Su victoria tuvo un matiz realmente histórico: en un país con crónica dispersión electoral, fue la primera vez en varias décadas que un candidato ganó la Presidencia en la primera vuelta, con un apoyo muy holgado: 52%, en números redondos. 

 

Sin embargo, al compararlo con los resultados de las otras cuatro votaciones celebradas desde noviembre de 2006, el panorama es menos brillante.

 

Cuando, el 26 de ese mes, Correa se impuso en la segunda vuelta presidencial al multimillonario Álvaro Novoa, sumó casi el 57% de los votos, cinco puntos más que ahora. 

 

En el referendo para decidir sobre la convocatoria a una Asamblea Nacional Constituyente, en septiembre de 2007, el Sí, impulsado por su Gobierno, arrolló con un 81,72%. Fue el momento cumbre de su popularidad. Luego empezó la baja.

 

En la elección de los integrantes a la Asamblea, sus candidatos obtuvieron el 71% de respaldo y 80 de los 130 escaños. Un año después, el texto constitucional fue aprobado por 64% del electorado.

 

Las últimas elecciones fueron esencialmente honestas, pero no ejemplares. 

 

Las denuncias de un “monstruoso fraude” en su contra, planteadas por el ex presidente Lucio Gutiérrez, principal candidato opositor (con 28% de apoyo), carecen de fundamento. Pero no se pueden desdeñar las distorsiones del proceso.

 

Por ejemplo, la misión observadora de la Unión Europea reveló una “presencia dominante del Presidente en los medios durante la campaña”, que “no beneficio la equidad”, y un sistema que “no fue capaz de controlar el uso de recursos del Estado en la campaña”, como manda la Constitución.

 

Aún así, la mayoría del partido oficialista en la Asamblea Nacional será muy estrecha: se estima que alcanzará 63 de los 124 diputados, muy lejos su sólido dominio en la Constituyente.

 

Frente a realidades político-electorales que no permiten sustentar el triunfalismo del pasado, con un horizonte presidencial de cuatro años, expectativas populares exacerbadas por insistentes promesas, una Constitución de 444 artículos plagada de obligaciones para el Estado, una drástica reducción en los ingresos petroleros y dificultades de acceder a créditos internacionales, Correa está frente a una ruta muy compleja.

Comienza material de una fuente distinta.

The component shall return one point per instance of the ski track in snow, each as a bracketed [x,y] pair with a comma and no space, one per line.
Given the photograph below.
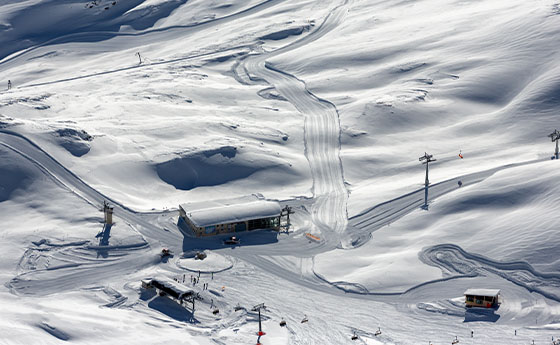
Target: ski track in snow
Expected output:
[321,129]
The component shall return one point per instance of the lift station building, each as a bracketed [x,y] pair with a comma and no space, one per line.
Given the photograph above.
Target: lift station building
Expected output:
[215,217]
[486,298]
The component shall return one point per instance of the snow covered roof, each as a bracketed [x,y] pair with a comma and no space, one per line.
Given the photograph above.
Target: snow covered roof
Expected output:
[170,285]
[482,292]
[214,212]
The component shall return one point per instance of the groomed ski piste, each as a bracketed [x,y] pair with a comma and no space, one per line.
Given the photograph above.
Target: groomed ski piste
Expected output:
[324,106]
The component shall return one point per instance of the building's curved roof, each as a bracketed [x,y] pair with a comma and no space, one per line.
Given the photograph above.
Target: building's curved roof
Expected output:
[208,213]
[482,292]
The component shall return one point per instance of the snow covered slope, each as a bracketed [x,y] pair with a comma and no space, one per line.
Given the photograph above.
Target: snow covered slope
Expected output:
[322,105]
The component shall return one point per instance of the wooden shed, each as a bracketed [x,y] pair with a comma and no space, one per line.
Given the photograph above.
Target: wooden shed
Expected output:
[486,298]
[215,217]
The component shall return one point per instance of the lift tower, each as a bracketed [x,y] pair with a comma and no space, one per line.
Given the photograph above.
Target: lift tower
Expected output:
[554,136]
[426,159]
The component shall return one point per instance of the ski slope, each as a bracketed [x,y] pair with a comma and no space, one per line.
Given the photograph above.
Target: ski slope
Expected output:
[323,106]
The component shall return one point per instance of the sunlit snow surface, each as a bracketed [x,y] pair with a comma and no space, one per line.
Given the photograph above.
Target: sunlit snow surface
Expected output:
[325,106]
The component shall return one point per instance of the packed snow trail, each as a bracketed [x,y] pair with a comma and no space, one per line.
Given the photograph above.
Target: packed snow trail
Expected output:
[321,130]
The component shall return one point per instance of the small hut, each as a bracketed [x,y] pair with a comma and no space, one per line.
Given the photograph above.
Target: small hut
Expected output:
[486,298]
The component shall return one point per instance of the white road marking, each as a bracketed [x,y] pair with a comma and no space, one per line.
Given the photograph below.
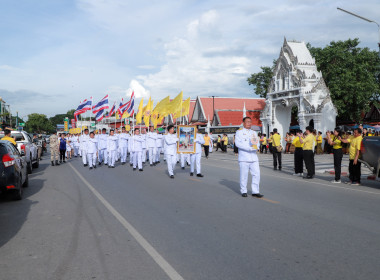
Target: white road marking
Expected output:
[166,267]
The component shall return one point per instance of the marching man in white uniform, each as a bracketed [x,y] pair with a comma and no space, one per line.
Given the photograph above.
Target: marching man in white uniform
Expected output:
[76,145]
[196,157]
[92,150]
[83,139]
[102,147]
[171,140]
[112,148]
[123,145]
[136,148]
[158,147]
[248,143]
[151,143]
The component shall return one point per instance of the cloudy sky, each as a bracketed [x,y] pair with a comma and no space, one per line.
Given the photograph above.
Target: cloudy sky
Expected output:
[55,53]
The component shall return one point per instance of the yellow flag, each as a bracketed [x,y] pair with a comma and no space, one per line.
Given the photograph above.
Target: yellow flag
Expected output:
[185,107]
[175,105]
[139,112]
[147,112]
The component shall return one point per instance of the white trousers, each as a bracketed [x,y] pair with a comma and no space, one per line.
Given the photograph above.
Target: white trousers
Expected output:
[171,161]
[137,160]
[144,155]
[112,157]
[76,151]
[195,159]
[254,169]
[91,159]
[102,155]
[84,156]
[152,154]
[158,152]
[185,158]
[124,153]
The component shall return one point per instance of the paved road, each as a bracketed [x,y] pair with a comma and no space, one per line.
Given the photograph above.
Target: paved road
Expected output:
[121,224]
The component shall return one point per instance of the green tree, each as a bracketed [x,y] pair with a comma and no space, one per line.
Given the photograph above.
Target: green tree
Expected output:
[261,80]
[350,74]
[38,123]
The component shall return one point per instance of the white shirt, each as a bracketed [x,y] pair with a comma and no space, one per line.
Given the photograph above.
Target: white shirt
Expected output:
[123,140]
[92,145]
[199,140]
[151,139]
[83,141]
[243,142]
[112,143]
[171,144]
[136,143]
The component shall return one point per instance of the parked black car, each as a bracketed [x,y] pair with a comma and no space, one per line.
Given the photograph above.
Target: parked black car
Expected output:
[14,176]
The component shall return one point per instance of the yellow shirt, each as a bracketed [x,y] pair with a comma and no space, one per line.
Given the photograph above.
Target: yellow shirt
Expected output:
[308,142]
[207,140]
[355,146]
[297,143]
[276,140]
[10,139]
[338,143]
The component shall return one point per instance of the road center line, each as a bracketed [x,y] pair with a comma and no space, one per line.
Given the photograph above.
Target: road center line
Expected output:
[166,267]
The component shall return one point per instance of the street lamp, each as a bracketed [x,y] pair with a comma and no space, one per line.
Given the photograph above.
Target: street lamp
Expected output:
[368,20]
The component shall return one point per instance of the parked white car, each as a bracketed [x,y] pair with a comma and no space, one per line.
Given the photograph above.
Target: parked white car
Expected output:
[26,147]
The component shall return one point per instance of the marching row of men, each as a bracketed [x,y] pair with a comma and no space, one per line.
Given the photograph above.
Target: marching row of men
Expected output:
[107,149]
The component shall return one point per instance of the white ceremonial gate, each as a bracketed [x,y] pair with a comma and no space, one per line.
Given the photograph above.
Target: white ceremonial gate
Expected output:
[297,82]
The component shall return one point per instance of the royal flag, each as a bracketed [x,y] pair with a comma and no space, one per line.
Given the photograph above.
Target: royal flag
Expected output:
[99,115]
[101,105]
[112,111]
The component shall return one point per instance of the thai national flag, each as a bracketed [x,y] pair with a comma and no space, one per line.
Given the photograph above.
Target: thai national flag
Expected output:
[99,115]
[83,107]
[101,105]
[113,110]
[131,105]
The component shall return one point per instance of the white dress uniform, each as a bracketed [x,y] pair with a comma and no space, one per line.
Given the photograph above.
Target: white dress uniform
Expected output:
[248,160]
[112,149]
[92,149]
[83,139]
[123,146]
[151,143]
[196,157]
[211,143]
[76,145]
[144,147]
[158,146]
[137,142]
[102,147]
[171,151]
[185,158]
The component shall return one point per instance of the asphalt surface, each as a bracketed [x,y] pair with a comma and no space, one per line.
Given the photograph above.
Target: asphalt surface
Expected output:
[76,223]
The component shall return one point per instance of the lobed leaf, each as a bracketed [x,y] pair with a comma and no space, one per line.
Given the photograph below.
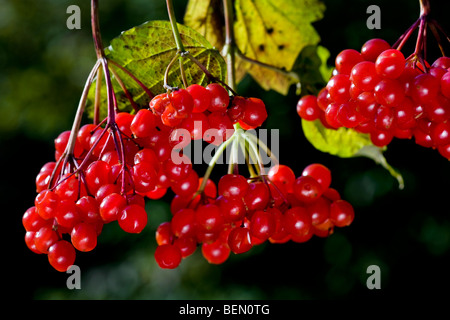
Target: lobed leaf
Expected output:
[145,51]
[346,143]
[269,31]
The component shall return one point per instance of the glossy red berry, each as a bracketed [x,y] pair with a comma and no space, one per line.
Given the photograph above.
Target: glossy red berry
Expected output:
[133,218]
[168,256]
[341,213]
[61,255]
[239,240]
[84,236]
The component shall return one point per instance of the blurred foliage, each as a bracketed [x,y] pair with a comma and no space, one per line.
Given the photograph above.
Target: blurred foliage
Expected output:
[405,232]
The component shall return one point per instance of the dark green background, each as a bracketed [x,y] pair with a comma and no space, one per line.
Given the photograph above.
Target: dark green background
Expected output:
[43,67]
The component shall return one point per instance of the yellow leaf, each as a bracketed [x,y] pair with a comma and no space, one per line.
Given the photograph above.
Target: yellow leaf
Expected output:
[274,33]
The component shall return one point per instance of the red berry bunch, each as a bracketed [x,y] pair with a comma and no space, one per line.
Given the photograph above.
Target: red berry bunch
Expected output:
[207,113]
[240,213]
[379,92]
[104,173]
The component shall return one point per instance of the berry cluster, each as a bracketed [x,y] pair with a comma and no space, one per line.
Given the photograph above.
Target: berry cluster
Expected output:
[248,212]
[103,173]
[379,92]
[207,113]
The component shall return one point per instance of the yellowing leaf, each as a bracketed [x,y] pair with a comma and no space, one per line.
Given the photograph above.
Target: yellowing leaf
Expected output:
[346,143]
[206,17]
[274,33]
[269,31]
[146,50]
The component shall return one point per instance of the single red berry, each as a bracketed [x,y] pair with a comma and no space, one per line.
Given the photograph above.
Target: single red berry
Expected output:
[181,100]
[32,221]
[282,176]
[346,60]
[133,218]
[84,236]
[341,213]
[372,48]
[201,97]
[239,240]
[168,256]
[143,123]
[390,64]
[307,108]
[183,223]
[320,173]
[297,221]
[219,97]
[208,218]
[233,186]
[216,252]
[164,234]
[61,255]
[111,206]
[257,196]
[307,189]
[45,237]
[262,225]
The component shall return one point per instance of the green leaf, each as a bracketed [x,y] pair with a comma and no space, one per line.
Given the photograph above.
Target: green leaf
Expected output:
[347,143]
[311,65]
[274,33]
[145,51]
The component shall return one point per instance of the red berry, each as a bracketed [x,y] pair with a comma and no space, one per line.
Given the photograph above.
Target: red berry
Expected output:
[320,173]
[373,47]
[168,256]
[262,225]
[143,123]
[307,189]
[390,64]
[282,176]
[346,60]
[216,252]
[44,238]
[307,108]
[341,213]
[201,97]
[182,102]
[84,236]
[133,219]
[239,240]
[164,234]
[297,221]
[219,97]
[61,255]
[233,186]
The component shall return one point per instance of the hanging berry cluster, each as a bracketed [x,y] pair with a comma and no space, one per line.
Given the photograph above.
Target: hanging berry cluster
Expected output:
[112,169]
[105,171]
[377,91]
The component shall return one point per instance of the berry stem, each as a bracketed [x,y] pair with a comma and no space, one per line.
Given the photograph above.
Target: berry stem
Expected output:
[211,78]
[98,92]
[125,90]
[132,76]
[173,23]
[166,73]
[229,49]
[212,163]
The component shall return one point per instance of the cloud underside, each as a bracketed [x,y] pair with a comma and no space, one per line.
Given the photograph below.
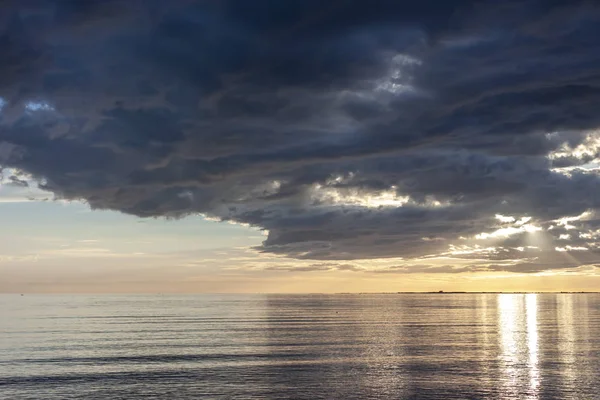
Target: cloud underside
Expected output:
[347,131]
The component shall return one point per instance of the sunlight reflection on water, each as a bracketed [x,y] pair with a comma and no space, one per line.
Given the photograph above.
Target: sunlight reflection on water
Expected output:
[425,346]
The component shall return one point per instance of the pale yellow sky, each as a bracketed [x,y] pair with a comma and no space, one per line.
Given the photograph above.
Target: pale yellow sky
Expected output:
[66,248]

Podría insistir en el libreto previo, aferrarse a la intransigencia y mantener el impulso populista hasta que la crisis explote en su cara. O podría optar por la negociación política, la serenidad, la responsabilidad macroeconómica y la sostenibilidad de las política sociales. 


Es claro qué resultaría mejor para Ecuador, pero no así cuál será la opción por la que opte Correa.